Sentinel value

From HandWiki

In computer programming, a sentinel value (also referred to as a flag value, trip value, rogue value, signal value, or dummy data) is a special value in the context of an algorithm which uses its presence as a condition of termination, typically in a loop or recursive algorithm.

The sentinel value is a form of in-band data that makes it possible to detect the end of the data when no out-of-band data (such as an explicit size indication) is provided. The value should be selected in such a way that it is guaranteed to be distinct from all legal data values since otherwise, the presence of such values would prematurely signal the end of the data (the semipredicate problem). A sentinel value is sometimes known as an "Elephant in Cairo," due to a joke where this is used as a physical sentinel. In safe languages, most sentinel values could be replaced with option types, which enforce explicit handling of the exceptional case.

Examples

Some examples of common sentinel values and their uses:

  • Null character for indicating the end of a null-terminated string.
  • Null pointer for indicating the end of a linked list or a tree.
  • A set most significant bit in a stream of equally spaced data values, for example, a set 8th bit in a stream of 7-bit ASCII characters stored in 8-bit bytes indicating a special property (like inverse video, boldface or italics) or the end of the stream.
  • A negative integer for indicating the end of a sequence of non-negative integers.

Variants

A related practice, used in slightly different circumstances, is to place some specific value at the end of the data, in order to avoid the need for an explicit test for termination in some processing loop, because the value will trigger termination by the tests already present for other reasons. Unlike the above uses, this is not how the data is naturally stored or processed, but is instead an optimization, compared to the straightforward algorithm that checks for termination. This is typically used in searching.[1][2]
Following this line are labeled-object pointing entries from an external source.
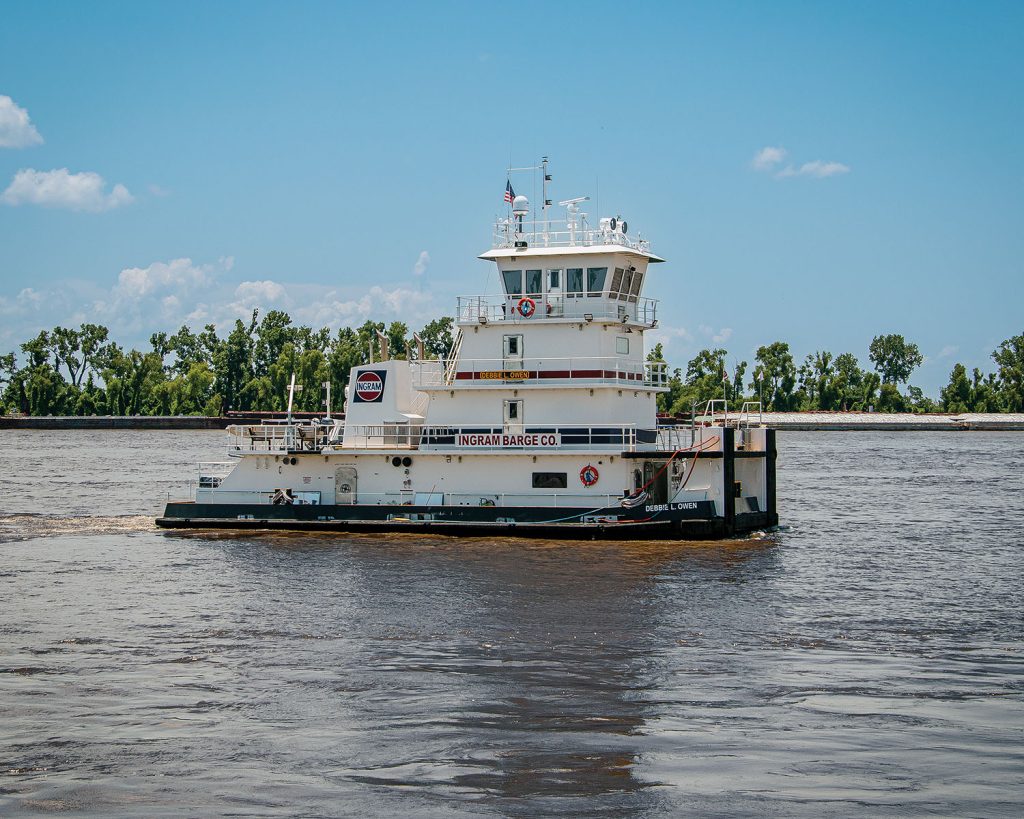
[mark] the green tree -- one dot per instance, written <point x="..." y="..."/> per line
<point x="1010" y="358"/>
<point x="848" y="382"/>
<point x="775" y="376"/>
<point x="955" y="396"/>
<point x="437" y="337"/>
<point x="894" y="357"/>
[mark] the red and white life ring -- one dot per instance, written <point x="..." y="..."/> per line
<point x="589" y="475"/>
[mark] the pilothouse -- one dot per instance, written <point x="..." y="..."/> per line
<point x="541" y="420"/>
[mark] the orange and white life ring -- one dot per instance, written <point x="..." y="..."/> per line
<point x="589" y="475"/>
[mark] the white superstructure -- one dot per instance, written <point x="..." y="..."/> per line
<point x="546" y="399"/>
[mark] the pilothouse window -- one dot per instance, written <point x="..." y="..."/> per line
<point x="616" y="281"/>
<point x="550" y="480"/>
<point x="624" y="289"/>
<point x="513" y="282"/>
<point x="595" y="279"/>
<point x="534" y="279"/>
<point x="573" y="282"/>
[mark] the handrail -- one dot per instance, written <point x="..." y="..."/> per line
<point x="561" y="233"/>
<point x="481" y="309"/>
<point x="592" y="368"/>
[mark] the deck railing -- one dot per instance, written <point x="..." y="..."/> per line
<point x="546" y="370"/>
<point x="282" y="436"/>
<point x="561" y="233"/>
<point x="481" y="309"/>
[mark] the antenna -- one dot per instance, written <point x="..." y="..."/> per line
<point x="572" y="211"/>
<point x="292" y="389"/>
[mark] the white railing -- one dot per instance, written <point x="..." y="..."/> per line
<point x="474" y="437"/>
<point x="463" y="498"/>
<point x="547" y="370"/>
<point x="212" y="473"/>
<point x="282" y="437"/>
<point x="480" y="309"/>
<point x="717" y="412"/>
<point x="560" y="233"/>
<point x="750" y="414"/>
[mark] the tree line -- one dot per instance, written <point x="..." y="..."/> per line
<point x="838" y="383"/>
<point x="82" y="372"/>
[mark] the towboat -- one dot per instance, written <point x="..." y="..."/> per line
<point x="540" y="422"/>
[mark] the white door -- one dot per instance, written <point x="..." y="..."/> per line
<point x="512" y="354"/>
<point x="513" y="418"/>
<point x="345" y="488"/>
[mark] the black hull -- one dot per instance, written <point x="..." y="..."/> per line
<point x="671" y="521"/>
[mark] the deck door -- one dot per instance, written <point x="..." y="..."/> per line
<point x="513" y="417"/>
<point x="345" y="484"/>
<point x="512" y="353"/>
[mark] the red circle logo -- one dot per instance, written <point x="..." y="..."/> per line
<point x="369" y="387"/>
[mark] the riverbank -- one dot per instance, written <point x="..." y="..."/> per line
<point x="810" y="422"/>
<point x="901" y="422"/>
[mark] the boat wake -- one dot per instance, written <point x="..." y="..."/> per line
<point x="14" y="528"/>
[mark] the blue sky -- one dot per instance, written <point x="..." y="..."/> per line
<point x="345" y="161"/>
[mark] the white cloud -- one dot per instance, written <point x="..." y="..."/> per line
<point x="134" y="284"/>
<point x="421" y="263"/>
<point x="258" y="294"/>
<point x="164" y="295"/>
<point x="60" y="188"/>
<point x="767" y="158"/>
<point x="15" y="128"/>
<point x="817" y="169"/>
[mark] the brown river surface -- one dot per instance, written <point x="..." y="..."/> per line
<point x="865" y="659"/>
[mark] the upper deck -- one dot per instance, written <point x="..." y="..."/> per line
<point x="564" y="236"/>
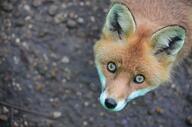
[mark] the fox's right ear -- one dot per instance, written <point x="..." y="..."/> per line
<point x="119" y="22"/>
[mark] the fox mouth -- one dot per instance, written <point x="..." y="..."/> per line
<point x="111" y="104"/>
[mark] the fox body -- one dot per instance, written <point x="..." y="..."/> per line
<point x="140" y="43"/>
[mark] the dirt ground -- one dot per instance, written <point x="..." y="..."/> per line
<point x="48" y="77"/>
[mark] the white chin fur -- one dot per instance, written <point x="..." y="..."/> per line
<point x="140" y="92"/>
<point x="101" y="77"/>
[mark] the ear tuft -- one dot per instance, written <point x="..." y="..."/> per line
<point x="168" y="40"/>
<point x="119" y="21"/>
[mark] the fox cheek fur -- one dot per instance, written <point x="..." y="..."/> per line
<point x="133" y="59"/>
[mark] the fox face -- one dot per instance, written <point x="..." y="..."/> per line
<point x="133" y="60"/>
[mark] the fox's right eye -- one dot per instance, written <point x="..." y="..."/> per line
<point x="111" y="67"/>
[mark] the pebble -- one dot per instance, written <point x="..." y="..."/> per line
<point x="36" y="3"/>
<point x="71" y="23"/>
<point x="188" y="120"/>
<point x="3" y="117"/>
<point x="85" y="123"/>
<point x="80" y="20"/>
<point x="159" y="110"/>
<point x="19" y="23"/>
<point x="52" y="10"/>
<point x="65" y="59"/>
<point x="5" y="110"/>
<point x="60" y="18"/>
<point x="7" y="7"/>
<point x="57" y="115"/>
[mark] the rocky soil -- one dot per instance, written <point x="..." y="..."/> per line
<point x="48" y="78"/>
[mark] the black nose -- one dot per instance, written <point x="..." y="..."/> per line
<point x="110" y="103"/>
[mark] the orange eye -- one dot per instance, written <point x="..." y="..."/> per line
<point x="138" y="79"/>
<point x="111" y="67"/>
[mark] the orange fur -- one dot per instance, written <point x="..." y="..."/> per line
<point x="135" y="53"/>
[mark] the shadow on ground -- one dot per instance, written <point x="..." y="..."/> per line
<point x="48" y="78"/>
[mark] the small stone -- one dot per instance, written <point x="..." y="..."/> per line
<point x="52" y="10"/>
<point x="19" y="23"/>
<point x="7" y="7"/>
<point x="85" y="123"/>
<point x="60" y="18"/>
<point x="36" y="3"/>
<point x="65" y="59"/>
<point x="86" y="103"/>
<point x="80" y="20"/>
<point x="71" y="23"/>
<point x="26" y="123"/>
<point x="188" y="120"/>
<point x="159" y="110"/>
<point x="57" y="115"/>
<point x="3" y="117"/>
<point x="39" y="87"/>
<point x="5" y="110"/>
<point x="92" y="19"/>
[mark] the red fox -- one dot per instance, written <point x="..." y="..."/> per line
<point x="140" y="43"/>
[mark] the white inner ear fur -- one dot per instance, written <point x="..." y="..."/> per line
<point x="125" y="19"/>
<point x="101" y="77"/>
<point x="161" y="39"/>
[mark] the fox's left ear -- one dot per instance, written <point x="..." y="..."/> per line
<point x="168" y="41"/>
<point x="119" y="22"/>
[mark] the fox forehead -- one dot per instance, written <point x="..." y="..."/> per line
<point x="130" y="53"/>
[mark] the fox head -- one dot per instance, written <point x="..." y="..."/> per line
<point x="132" y="60"/>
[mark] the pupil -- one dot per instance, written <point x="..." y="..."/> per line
<point x="111" y="67"/>
<point x="139" y="79"/>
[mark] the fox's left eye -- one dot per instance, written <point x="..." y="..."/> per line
<point x="139" y="79"/>
<point x="111" y="67"/>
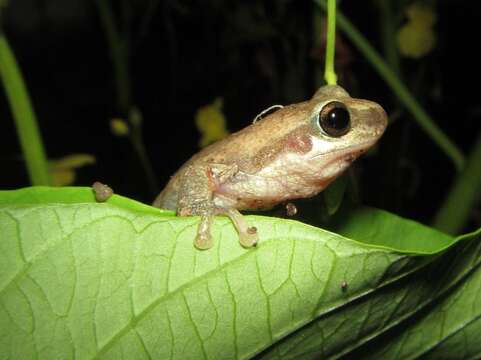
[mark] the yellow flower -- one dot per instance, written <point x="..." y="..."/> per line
<point x="62" y="171"/>
<point x="417" y="38"/>
<point x="119" y="127"/>
<point x="210" y="121"/>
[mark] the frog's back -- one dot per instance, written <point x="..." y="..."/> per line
<point x="246" y="148"/>
<point x="241" y="147"/>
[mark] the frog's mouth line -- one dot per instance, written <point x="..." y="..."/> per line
<point x="354" y="150"/>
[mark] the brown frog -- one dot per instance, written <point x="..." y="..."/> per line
<point x="293" y="153"/>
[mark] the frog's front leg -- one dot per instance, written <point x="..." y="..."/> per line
<point x="195" y="198"/>
<point x="196" y="194"/>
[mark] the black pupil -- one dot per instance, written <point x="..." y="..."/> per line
<point x="335" y="120"/>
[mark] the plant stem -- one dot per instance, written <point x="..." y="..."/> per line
<point x="119" y="53"/>
<point x="24" y="116"/>
<point x="464" y="194"/>
<point x="118" y="47"/>
<point x="330" y="72"/>
<point x="401" y="91"/>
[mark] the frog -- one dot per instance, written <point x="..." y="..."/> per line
<point x="294" y="152"/>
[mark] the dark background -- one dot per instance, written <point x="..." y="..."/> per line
<point x="253" y="54"/>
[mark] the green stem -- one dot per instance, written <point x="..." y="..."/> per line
<point x="330" y="73"/>
<point x="388" y="34"/>
<point x="24" y="116"/>
<point x="401" y="91"/>
<point x="463" y="196"/>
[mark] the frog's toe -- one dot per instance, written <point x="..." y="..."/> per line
<point x="203" y="240"/>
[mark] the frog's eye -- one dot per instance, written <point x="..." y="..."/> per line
<point x="334" y="119"/>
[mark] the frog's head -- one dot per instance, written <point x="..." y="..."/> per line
<point x="341" y="123"/>
<point x="339" y="129"/>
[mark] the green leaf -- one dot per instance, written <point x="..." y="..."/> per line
<point x="122" y="279"/>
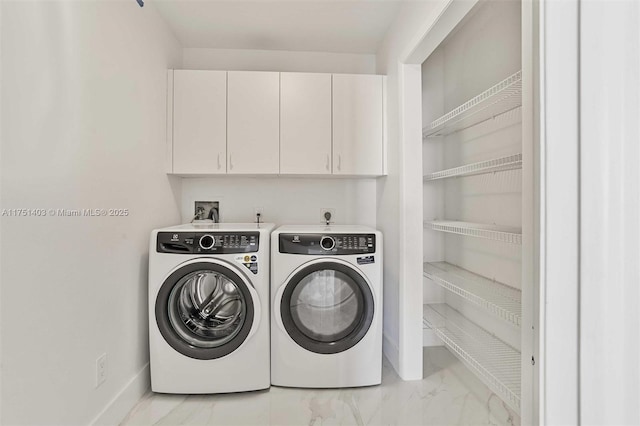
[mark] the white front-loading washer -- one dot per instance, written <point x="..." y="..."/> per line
<point x="209" y="308"/>
<point x="326" y="295"/>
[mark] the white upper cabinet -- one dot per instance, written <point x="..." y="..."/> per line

For instance, when searching for a particular value in an unsorted list, every element will be compared against this value, with the loop terminating when equality is found; however, to deal with the case that the value should be absent, one must also test after each step for having completed the search unsuccessfully. By appending the value searched for to the end of the list, an unsuccessful search is no longer possible, and no explicit termination test is required in the inner loop. After the search, one must decide whether a true match was found, but this test needs to be performed only once rather than at each iteration.[3] Knuth calls the value so placed at the end of the data, a dummy value rather than a sentinel.

Examples

Array

For example, if searching for a value in an array in C, a straightforward implementation is as follows; note the use of a negative number (invalid index) to solve the semipredicate problem of returning "no result":

int find(int arr[], size_t len, int val)
{
    for (int i = 0; i < len; i++)
        if (arr[i] == val)
            return i;
    return -1; // not found
}

However, this does two tests at each iteration of the loop: whether the value has been found and whether the end of the array has been reached. This latter test is what is avoided by using a sentinel value. Assuming the array can be extended by one element (without memory allocation or cleanup; this is more realistic for a linked list, as below), this can be rewritten as:

int find(int arr[], size_t len, int val)
{
    int i;

    arr[len] = val; // add sentinel value
    for (i = 0;; i++)
        if (arr[i] == val)
            break;
    if (i < len)
            return i;
    else
            return -1; // not found
}

The test for i < len is still present, but it has been moved outside the loop, which now contains only a single test (for the value), and is guaranteed to terminate due to the sentinel value. There is a single check on termination if the sentinel value has been hit, which replaces a test for each iteration.

It is also possible to temporarily replace the last element of the array by a sentinel and handle it, especially if it is reached:

int find(int arr[], size_t len, int val)
{
    int last;

    if (len == 0)
        return -1;
    last = arr[len - 1];
    arr[len - 1] = val; // add sentinel value

    int i;
    for (i = 0;; i++)
        if (arr[i] == val)
            break;
    arr[len - 1] = last;
    if (arr[i] == val)
            return i;
    else
            return -1; // not found
}

See also

References

  1. Mehlhorn, Kurt; Sanders, Peter (2008). "3. Representing Sequences by Arrays and Linked Lists". Algorithms and Data Structures: The Basic Toolbox. Springer. p. 63. ISBN 978-3-540-77977-3. https://people.mpi-inf.mpg.de/~mehlhorn/ftp/Toolbox/Sequences.pdf#page=5. 
  2. McConnell, Steve (2004). Code Complete (2nd ed.). Redmond: Microsoft Press. p. 621. ISBN 0-7356-1967-0. https://archive.org/details/codecomplete0000mcco/page/621. 
  3. Knuth, Donald (1973). Sorting and searching. The Art of Computer Programming. 3. Addison-Wesley. p. 395. ISBN 0-201-03803-X.